ValueError – If the Step does not have a StepGraph.

Notes

The first instance of a NonLeafConfigurationState is created when calling configure_pipeline() on the PipelineSchema that is chosen for a given EasyLink run; the step passed in is the entire PipelineSchema and the pipeline_config is that of the entire requested pipeline (which is by definition a non-leaf Step).

Upon instantiation of a NonLeafConfigurationState, the _configure_subgraph_steps() method is called which iterates through the Step's children and sets their configuration state. If any of these child Steps are also non-leaf, the process continues recursively until all nodes are leaf Steps with a corresponding LeafConfigurationState.

_abc_impl = <_abc._abc_data object>
add_nodes_to_implementation_graph(implementation_graph)[source]

Adds this Step's Implementations as nodes to the ImplementationGraph.

This is a recursive function; it calls itself until all sub-Steps are of a LeafConfigurationState and have had their corresponding Implementations added as nodes to the ImplementationGraph.

Return type:

None

Parameters:

implementation_graph (ImplementationGraph)

add_edges_to_implementation_graph(implementation_graph)[source]

Adds the edges of this Step's Implementations to the ImplementationGraph.

This method does two things: 1. Adds the edges at this level (i.e. at the Step tied to this NonLeafConfigurationState) to the ImplementationGraph. 2. Recursively traverses all sub-steps and adds their edges to the ImplementationGraph.

Note that to achieve (1), edges must be mapped from being between steps at this level of the hierarchy, all the way down to being between concrete implementations. Mapping each edge down to the implementation level is itself a recursive operation (see get_implementation_edges).

Return type:

None

Parameters:

implementation_graph (ImplementationGraph)

get_implementation_edges(edge)[source]

Gets the edges for the Implementation related to this Step.

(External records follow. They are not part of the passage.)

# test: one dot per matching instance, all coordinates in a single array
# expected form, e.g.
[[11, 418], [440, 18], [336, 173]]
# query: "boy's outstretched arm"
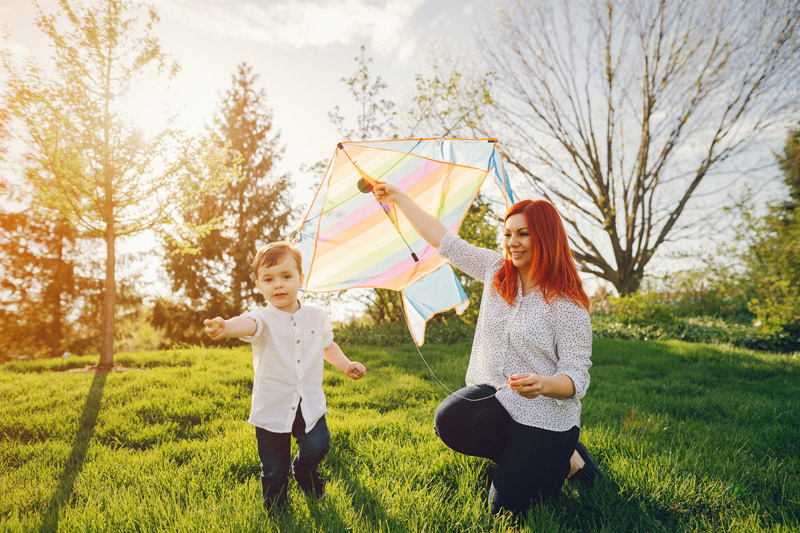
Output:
[[335, 356], [239, 326]]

This method maps an edge between Steps in this Step's StepGraph to one or more edges between Implementations by applying SlotMappings.

Return type:

list[EdgeParams]

Parameters:

edge (EdgeParams) – The edge information of the edge in the StepGraph to be mapped to the Implementation level.

Raises:

ValueError – If the Step is not in the edge or if no edges related to this Step are found.

Returns:

A list of edges between Implementations which are ready to add to the ImplementationGraph.

Notes

In EasyLink, an edge (in either a StepGraph or ImplementationGraph) sconnects two Slot.

The core of this method is to map the Slots on the StepGraph edge to the corresponding Slots on Implementations.

At each level in the step hierarchy, SlotMappings indicate how to map a Slot to the level below in the hierarchy.

This method recurses through the step hierarchy until it reaches the leaf Steps relevant to this edge in order to compose all the SlotMappings that should apply to it.

Because a single Step can become multiple nodes in the ImplementationGraph (e.g. a TemplatedStep), a single edge between Steps may actually become multiple edges between Implementations, which is why this method can return a list.

_configure_subgraph_steps()[source]

Sets the configuration state for all Steps in the StepGraph.

This method recursively traverses the StepGraph and sets the configuration state for each Step until reaching all leaf nodes.

Return type:

None

Notes

If a Step name is missing from the step_config, we know that it must have a default implementation because we already validated that one exists during HierarchicalStep._validate_step_graph(). In that case, we manually instantiate and use a step_config with the default implementation.